Le principe repose sur l'intégration "en cascade" et semi automatisée des étapes suivantes : - Le conditionnement des bio-déchets issus de la collecte - la digestion anaérobie en condition thermophile qui s'avère optimale vis à vis du risque sanitaire. - la purification du biogaz en bio méthane ( injection sur le réseau, carburant local pour la collecte et la manutention) - la séparation de phase du digestat ( liquide - solide) puis la dessiccation. - la pyrolyse de la matière sèche de façon à obtenir un bio char friable. L'objectif final est l'intégration de ces étapes en amont d'un "atelier" de compostage avec pour finalité l'obtemption d'un engrais organique de grande qualité. Les innovations technologiques que nous intégrons ont pour finalité d'annuler les fuites de méthane inhérentes au procédé de méthanisation et de purification du biogaz ce qui a un impact important sur le bilan d'émision du procédé ainsi que son intégration ( absence d'odeurs) . L'unité est modulaire et duplicable à grande échelle et dans des conditions opératoires adaptées aux contraintes associées au changement climatique ( température, absence de consomation d'eau) Les principaux composants (digesteur, purification, pyrolyse) sont conçus spécifiquement pour cette intégration et construits par VB Energie suivant nos spécifications. Les technologies mises en oeuvre sont relativement "low tech". Elles ne nécessitent pas un support technique sophistiqué et nous prenons un soin particlier à éviter toute forme d'obsolescence programmée dés la conception . La durée de vie de Gazogénix n'est pas limitée car tous les composants sont prévus pour étre rénovés au fur et à mesure des visites de maintenance.

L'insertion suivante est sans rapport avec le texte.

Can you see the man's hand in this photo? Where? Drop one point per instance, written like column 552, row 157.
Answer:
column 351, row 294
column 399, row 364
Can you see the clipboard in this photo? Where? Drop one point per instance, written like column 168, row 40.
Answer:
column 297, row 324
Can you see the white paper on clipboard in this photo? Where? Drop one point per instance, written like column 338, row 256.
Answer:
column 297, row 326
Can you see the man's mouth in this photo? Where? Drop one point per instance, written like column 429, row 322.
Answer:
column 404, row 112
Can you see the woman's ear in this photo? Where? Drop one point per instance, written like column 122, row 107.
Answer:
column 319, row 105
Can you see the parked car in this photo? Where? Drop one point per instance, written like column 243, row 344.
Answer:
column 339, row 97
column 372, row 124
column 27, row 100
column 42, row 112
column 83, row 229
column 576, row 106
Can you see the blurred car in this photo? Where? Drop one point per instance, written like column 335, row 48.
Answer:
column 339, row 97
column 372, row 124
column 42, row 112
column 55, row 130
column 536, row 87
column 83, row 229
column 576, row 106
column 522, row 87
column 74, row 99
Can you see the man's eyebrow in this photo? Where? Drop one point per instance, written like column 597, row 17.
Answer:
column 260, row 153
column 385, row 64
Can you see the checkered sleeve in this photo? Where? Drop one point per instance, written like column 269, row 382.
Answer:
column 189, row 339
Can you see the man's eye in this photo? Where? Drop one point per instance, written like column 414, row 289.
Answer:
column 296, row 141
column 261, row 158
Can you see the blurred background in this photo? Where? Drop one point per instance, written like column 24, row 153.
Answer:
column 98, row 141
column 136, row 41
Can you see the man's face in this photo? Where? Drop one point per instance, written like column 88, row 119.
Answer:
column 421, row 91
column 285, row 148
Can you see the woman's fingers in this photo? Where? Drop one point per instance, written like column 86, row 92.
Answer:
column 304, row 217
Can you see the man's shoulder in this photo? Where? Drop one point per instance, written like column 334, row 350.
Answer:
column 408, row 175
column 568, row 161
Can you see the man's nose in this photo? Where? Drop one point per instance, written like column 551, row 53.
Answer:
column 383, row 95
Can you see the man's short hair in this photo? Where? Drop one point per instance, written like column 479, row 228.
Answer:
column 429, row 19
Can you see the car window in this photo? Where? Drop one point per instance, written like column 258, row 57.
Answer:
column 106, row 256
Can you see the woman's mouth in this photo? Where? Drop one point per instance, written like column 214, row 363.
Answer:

Notre modèle économique est orienté vers une mise à disposition de l'équipement monté sur site avec une rémunération forfaitaire comprenant le support technique ( formation des opérateurs, maintenance, pièces de rechange , etc..)

Inwiefern differenziert sich diese Lösung von anderen?

Principalement son efficacité énergétique, sa compacité et une trés faible empreinte environnementale ce qui rend son intégration en zone péri urbaine beaucoup plus aisée : Réduction de la consommation électrique de 50% vs purification sur membranes , 5000 m2 pour une unité ( base 20 000 hab / 65 kg bio déchet /an ) , pas d'effluents ni consommation d'eau. Cela implique une réduction du cout d'exploitation de l'ordre de 30 % vs le procédé de méthanisation standard à iso périmétre. Le critère économique est à prendre en considération sur l'ensemble des couts de la collecte séparée des bio-déchets et de fait de la réduction conséquente du tonnage d' OMR "résiduelles". ( 40 %) Nos simulations sur la base des études technicos économiques de l'Ademe nous permettent d'affirmer que notre solution sera concurrentielle et surtout nous anticipons sur de probables limitations à venir concernant la qualité des digestats et composts issus de traitement des biodéchets. En termes d'ACV "du berceau à la tombe" nous apportons un soin particulier à sa durabilité via la conception modulaire et réparable de GAZOGENIX A ce jour la "mini méthanisation" en cogénération s'est avérée peu rentable pour une question de rapport opex/CA ce qui a favorisé la massification vers de grosses unités territoriales. Les innovations que nous développons pour la valorisation du biogaz ainsi que le mode d'exploitation et de maintenance téléopéré associé nous permettent de contourner ce problème.